Nel frattempo si è rifatto vivo anche Muqtada al Sadr, altro leader sciiita iraqeno che però negli ultimi tempi aveva preso le distanze da Teheran, ma che ancora comanda le truppe (praticamente le uniche) che all’epoca dell’invasione dell’Iraq nel 2003 aveva combattuto contro l’esercito della “coalizione”. Ora ha minacciato di riprendere per mano i suoi soldati e di rispondere all’uccisione di Soleimani. Tra le altre cose, il partito di Al Sadr è parte integrante del governo iraqueno.

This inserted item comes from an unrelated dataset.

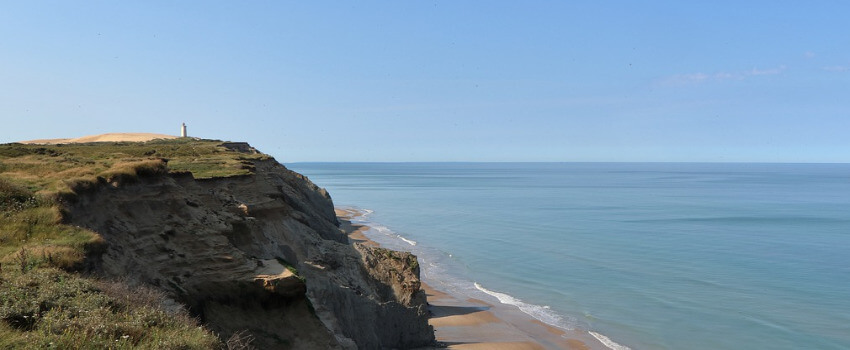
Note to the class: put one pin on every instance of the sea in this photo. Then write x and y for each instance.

Il sud siriano è di nuovo una polveriera e Israele fa di tutto per rendere la situazione in quella zona ancora più destabilizzato; Hezbollah e milizie iraniane sono costantemente oggetto dei bombardamenti dell’aviazione con la stella di David. Vista la situazione generale, non è escluso che prima o poi anche quelli si stanchino di prendersi le bombe in testa e decidano di restituirne un po’ al mittente. In questo caso il Libano sarebbe quasi inevitabilmente candidato ad una delle non rare “invasioni preventive” e nell’area si scatenerebbe di nuovo il caos totale.

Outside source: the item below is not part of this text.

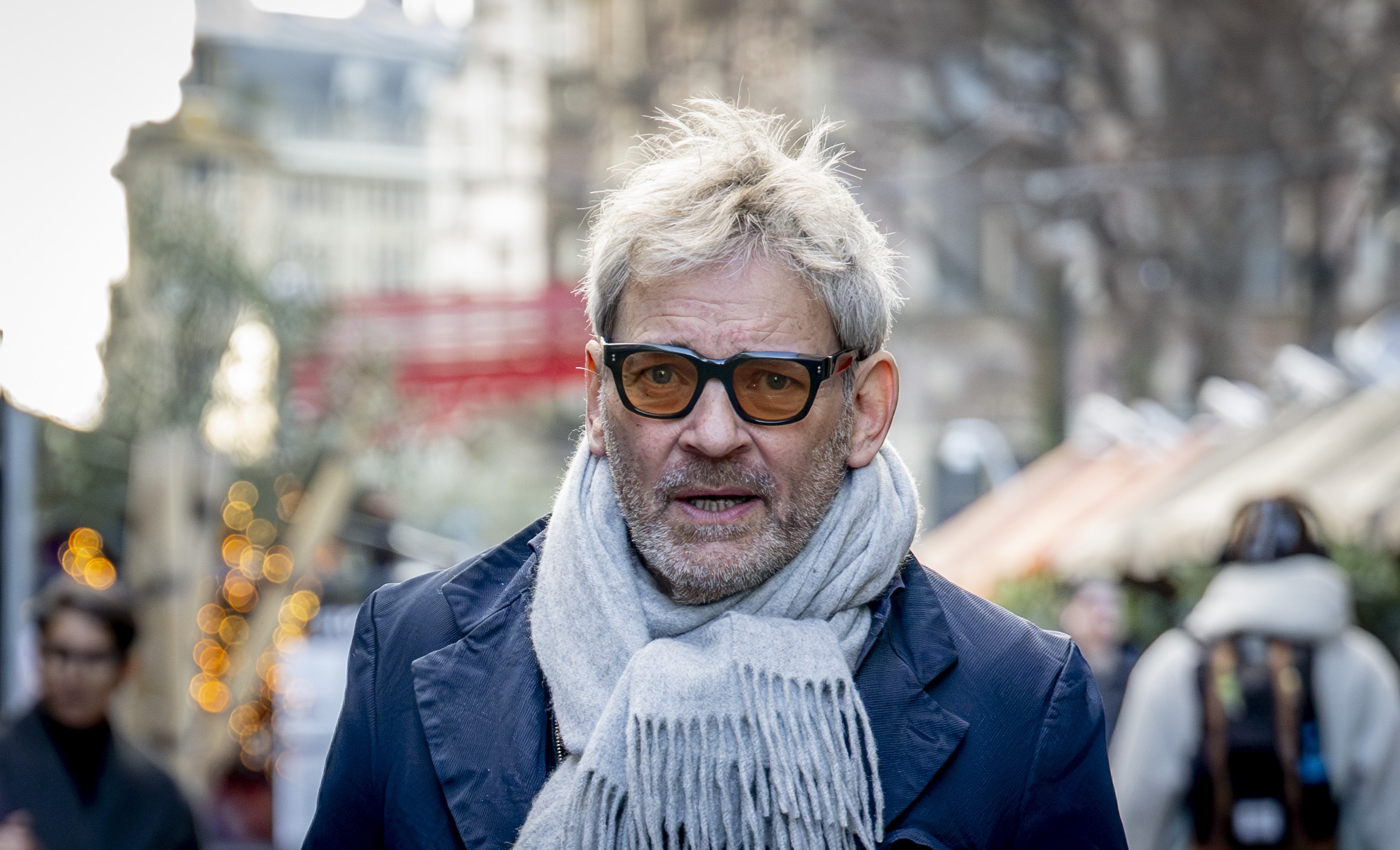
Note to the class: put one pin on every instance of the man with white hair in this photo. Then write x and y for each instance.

Nel frattempo a Baghdad fino a ieri continuavano le manifestazioni da parte di chi, giustamente, ne ha le scatole piene di un governo ipercorrotto e prono rispetto alle decisioni che vengono prese non dal governo stesso, ma da parte di chi esercita in Iraq il vero potere; Usa ed Iran. Qualche tempo fa sostenevo che per quanto legittime, quelle proteste non erano esenti da qualche influenza esterna che come minimo gettava benzina sul fuoco; ora mi pare che quell’ipotesi fosse più che mai giusta.
Forse, l’unica soluzione sarebbe che tutti facessero armi e bagagli, magari soprattutto armi, e se ne tornassero a casa loro. Chissà, magari potrebbe persino funzionare; peggio di così non andrebbe di sicuro.